What's that all about?

She thinks I'm fooling around with Babs. . . Mrs. Mitchell?

Or how come I'm back alive from the Badoeng Strait and Dick isn't?

"Babs didn't say why," Mrs. Mitchell's mother said.

She obviously didn't want to say "Neuro-Psychiatric Ward."

"It's sort of an extensive physical checkup."

"Really. Were you ill?"

"Pick was shot down and spent three months evading capture," Babs said.

Pick. Not Major Pickering.

"I read about that," Mr. Mitchell said. " 'Marine Pilot Rescued After Three Months.' Was that you?"

"I don't know what you read, sir."

"That sort of thing happen often?" Mr. Mitchell asked.

"No, sir. I don't think it does."

Captain Kane walked up to them.

"If it's convenient, Mrs. Mitchell, it's that time," he said.

"Anything you say," Babs said.

Kane gestured toward the door.

"You're to ride with us in the limousine," Babs Mitchell said.

"So I understand."

"I need to talk to you for a minute," Babs Mitchell said, and added, to the others, "You go ahead. We'll catch up."

That did it. Now Mama has her proof that we're fooling around. And Bab . . . Mrs. Mitchell is so naive, she doesn't even see that.

She took his arm and led him into a corridor. The door at the end was open. It was a bedroom, the bed covered with women's coats.

"I'm sorry about this," Babs Mitchell said to him. She was standing close to him, and he could smell both her perfume and her breath, which smelled like Sen-Sen.

"Sorry about what?"

"When I called them to tell them about the funeral, to invite them, they didn't say anything about coming. They told me I was making a mistake I would remember all my life—"

"He was your husband, for Christ's sake!" Pick blurted, and then quickly added, "Sorry."

"—and that was it. And then they just showed up last night. Right after Captain Whatsisname and a representative of the Officers' Wives Association showed up to tell me how they were going to help out today."

"What are you apologizing for?" Pick asked. "I don't understand."

"I thought I would call up and tell you, but the truth is I guess I really wanted you to be here."

And what did the good Dr. McGrory have to say about that? "The woman, whether she's aware of it or not, hungers for a strong male shoulder to lean on. "

"I'm glad you did," Pick said.

Am I just being polite, chivalrous? Or what? For Christ's sake, what?

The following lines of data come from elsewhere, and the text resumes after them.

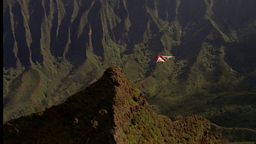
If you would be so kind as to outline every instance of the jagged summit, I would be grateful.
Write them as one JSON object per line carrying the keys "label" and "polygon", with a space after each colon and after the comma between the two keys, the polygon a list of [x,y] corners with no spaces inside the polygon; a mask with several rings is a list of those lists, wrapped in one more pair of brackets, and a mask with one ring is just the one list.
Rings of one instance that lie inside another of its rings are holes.
{"label": "jagged summit", "polygon": [[65,102],[4,124],[4,143],[225,143],[210,135],[209,120],[192,116],[172,122],[154,113],[144,95],[110,66]]}

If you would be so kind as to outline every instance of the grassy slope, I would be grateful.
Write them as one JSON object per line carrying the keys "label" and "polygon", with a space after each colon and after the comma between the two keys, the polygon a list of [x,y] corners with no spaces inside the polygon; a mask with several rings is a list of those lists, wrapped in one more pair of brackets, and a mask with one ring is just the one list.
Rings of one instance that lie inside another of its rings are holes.
{"label": "grassy slope", "polygon": [[154,113],[124,74],[111,67],[62,104],[8,122],[4,143],[226,143],[202,117],[173,122]]}

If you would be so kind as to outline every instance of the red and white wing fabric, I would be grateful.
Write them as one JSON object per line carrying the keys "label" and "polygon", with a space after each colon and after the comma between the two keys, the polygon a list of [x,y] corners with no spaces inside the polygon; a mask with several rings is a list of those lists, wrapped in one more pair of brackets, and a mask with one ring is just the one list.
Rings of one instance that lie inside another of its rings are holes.
{"label": "red and white wing fabric", "polygon": [[158,62],[161,62],[162,64],[164,62],[166,62],[170,58],[174,57],[174,56],[158,56],[156,60],[155,64],[156,64]]}

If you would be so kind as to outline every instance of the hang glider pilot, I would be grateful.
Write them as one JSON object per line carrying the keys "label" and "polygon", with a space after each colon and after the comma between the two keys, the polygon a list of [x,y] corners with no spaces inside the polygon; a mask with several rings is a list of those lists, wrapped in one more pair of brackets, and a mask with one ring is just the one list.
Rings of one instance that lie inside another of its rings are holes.
{"label": "hang glider pilot", "polygon": [[164,62],[167,62],[169,58],[174,58],[175,57],[175,56],[168,56],[164,55],[158,56],[156,60],[155,64],[159,62],[162,62],[162,64],[163,64]]}

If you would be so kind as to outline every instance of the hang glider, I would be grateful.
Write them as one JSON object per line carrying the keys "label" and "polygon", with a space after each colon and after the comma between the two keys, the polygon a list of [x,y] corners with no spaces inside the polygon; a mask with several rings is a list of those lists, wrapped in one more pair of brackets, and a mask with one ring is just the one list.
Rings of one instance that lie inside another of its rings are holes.
{"label": "hang glider", "polygon": [[174,56],[158,56],[156,58],[156,60],[155,64],[159,62],[162,62],[162,64],[163,64],[164,62],[167,62],[169,58],[174,57]]}

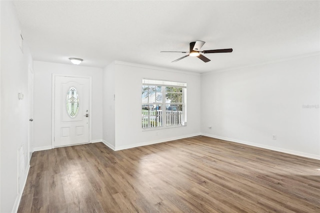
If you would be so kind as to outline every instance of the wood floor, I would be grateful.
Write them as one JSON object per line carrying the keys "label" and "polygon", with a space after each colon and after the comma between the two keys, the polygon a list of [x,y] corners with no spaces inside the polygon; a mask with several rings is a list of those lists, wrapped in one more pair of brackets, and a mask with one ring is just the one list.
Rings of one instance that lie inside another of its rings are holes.
{"label": "wood floor", "polygon": [[36,152],[19,212],[320,212],[320,160],[205,136]]}

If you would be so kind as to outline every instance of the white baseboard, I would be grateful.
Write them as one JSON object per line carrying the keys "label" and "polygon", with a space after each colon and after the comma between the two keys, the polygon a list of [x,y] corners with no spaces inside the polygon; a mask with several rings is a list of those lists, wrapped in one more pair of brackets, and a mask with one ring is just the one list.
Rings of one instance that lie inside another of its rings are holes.
{"label": "white baseboard", "polygon": [[29,170],[30,169],[30,164],[28,164],[28,166],[26,168],[26,176],[24,177],[24,187],[22,187],[22,190],[16,196],[16,202],[14,202],[14,208],[12,210],[12,212],[14,213],[16,213],[18,211],[18,208],[19,208],[19,204],[20,204],[20,201],[21,201],[21,198],[22,198],[22,194],[24,193],[24,187],[26,186],[26,180],[28,179],[28,174],[29,174]]}
{"label": "white baseboard", "polygon": [[52,146],[51,145],[46,146],[35,147],[34,148],[34,152],[42,151],[44,150],[51,150],[52,148]]}
{"label": "white baseboard", "polygon": [[228,140],[232,142],[238,142],[239,144],[244,144],[246,145],[258,147],[260,148],[266,148],[267,150],[272,150],[274,151],[280,152],[281,152],[287,153],[288,154],[294,154],[295,156],[301,156],[302,157],[308,158],[312,159],[320,160],[320,156],[316,154],[310,154],[308,153],[302,152],[296,152],[293,150],[286,150],[285,148],[279,148],[275,146],[272,146],[267,145],[263,145],[259,144],[256,144],[244,140],[238,140],[236,139],[230,138],[228,138],[222,137],[218,136],[215,136],[213,134],[206,134],[202,133],[202,134],[204,136],[206,136],[214,138],[220,139],[224,140]]}
{"label": "white baseboard", "polygon": [[183,138],[186,138],[194,137],[194,136],[200,136],[200,135],[201,135],[200,133],[190,134],[186,134],[186,135],[184,135],[184,136],[177,136],[177,137],[170,138],[164,138],[164,139],[161,139],[161,140],[152,140],[152,141],[150,141],[150,142],[144,142],[139,143],[139,144],[132,144],[126,145],[126,146],[116,146],[116,149],[114,150],[116,151],[118,151],[118,150],[126,150],[128,148],[134,148],[135,147],[142,146],[148,146],[148,145],[152,145],[152,144],[159,144],[159,143],[164,142],[170,142],[170,141],[172,141],[172,140],[178,140],[179,139],[183,139]]}
{"label": "white baseboard", "polygon": [[102,142],[102,139],[96,139],[95,140],[92,140],[90,142],[94,144],[95,142]]}
{"label": "white baseboard", "polygon": [[114,145],[112,144],[110,142],[108,142],[106,140],[104,140],[103,139],[102,140],[102,142],[106,146],[108,147],[109,148],[111,148],[114,151],[116,150],[115,148],[114,148]]}

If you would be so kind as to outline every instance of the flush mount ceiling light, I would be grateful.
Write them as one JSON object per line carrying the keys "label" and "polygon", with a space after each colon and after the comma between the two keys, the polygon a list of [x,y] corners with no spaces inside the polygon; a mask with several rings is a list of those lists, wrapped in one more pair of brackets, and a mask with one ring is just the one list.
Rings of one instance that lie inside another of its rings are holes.
{"label": "flush mount ceiling light", "polygon": [[84,60],[82,59],[77,58],[70,58],[69,60],[70,60],[72,64],[76,65],[79,64],[82,60]]}

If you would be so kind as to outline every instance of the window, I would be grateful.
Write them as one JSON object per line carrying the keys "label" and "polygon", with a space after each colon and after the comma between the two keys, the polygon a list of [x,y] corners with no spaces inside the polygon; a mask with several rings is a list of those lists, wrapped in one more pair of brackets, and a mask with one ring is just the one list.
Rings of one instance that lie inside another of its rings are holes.
{"label": "window", "polygon": [[186,93],[186,83],[142,80],[142,129],[184,125]]}
{"label": "window", "polygon": [[76,88],[72,87],[66,94],[66,110],[72,118],[76,116],[79,109],[79,96]]}

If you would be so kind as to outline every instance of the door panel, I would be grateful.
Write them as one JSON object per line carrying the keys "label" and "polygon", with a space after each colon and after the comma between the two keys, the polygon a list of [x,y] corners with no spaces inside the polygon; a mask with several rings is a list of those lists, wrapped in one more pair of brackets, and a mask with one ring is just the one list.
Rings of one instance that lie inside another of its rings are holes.
{"label": "door panel", "polygon": [[55,147],[89,142],[90,90],[88,78],[55,76]]}

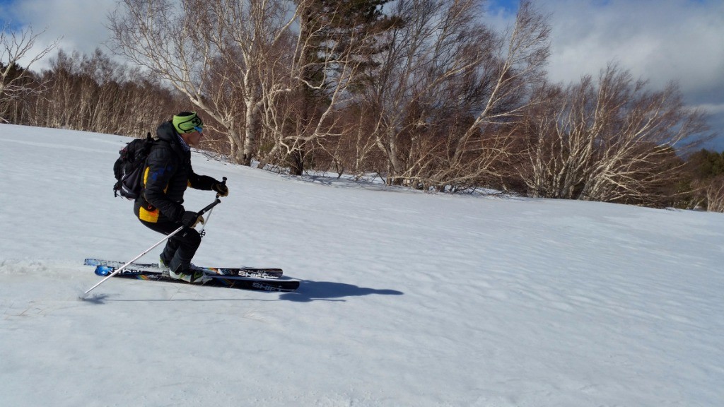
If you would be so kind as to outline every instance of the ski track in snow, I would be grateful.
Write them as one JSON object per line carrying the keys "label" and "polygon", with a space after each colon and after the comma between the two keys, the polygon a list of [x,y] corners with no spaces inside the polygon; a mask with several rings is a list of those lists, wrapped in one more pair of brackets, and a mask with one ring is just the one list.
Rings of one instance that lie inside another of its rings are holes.
{"label": "ski track in snow", "polygon": [[195,154],[230,194],[194,262],[280,267],[298,292],[111,279],[79,301],[98,281],[83,259],[160,238],[113,198],[128,139],[0,130],[3,405],[724,405],[721,214],[428,194]]}

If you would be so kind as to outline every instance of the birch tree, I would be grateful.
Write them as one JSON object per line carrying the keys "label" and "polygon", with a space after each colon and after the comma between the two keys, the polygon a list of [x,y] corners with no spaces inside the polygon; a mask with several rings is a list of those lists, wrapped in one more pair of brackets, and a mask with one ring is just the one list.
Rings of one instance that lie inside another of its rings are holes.
{"label": "birch tree", "polygon": [[497,175],[517,119],[548,55],[549,28],[523,1],[500,36],[479,18],[477,0],[400,0],[400,22],[371,76],[366,111],[389,162],[388,183],[453,188]]}
{"label": "birch tree", "polygon": [[533,196],[657,205],[665,198],[662,185],[680,176],[677,153],[706,130],[675,84],[652,91],[614,64],[597,83],[586,76],[538,97],[544,107],[526,126],[521,172]]}
{"label": "birch tree", "polygon": [[0,120],[7,104],[23,98],[28,93],[38,92],[41,87],[29,83],[30,67],[44,58],[58,45],[59,38],[39,51],[33,51],[38,37],[45,31],[33,33],[32,28],[12,30],[5,23],[0,30]]}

"I think we'd better go," Pick said.

Leaving unsaid, Or your mother-in-law, and maybe your mother, too, will re­ally think there's something going on between us.

The rear of the Cadillac limousine provided upholstered seating for three across the backseat, and two jump seats.

Mr. Mitchell was in the jump seat, the women on the bench, leaving space for Babs on the bench and Pick on the other jump seat.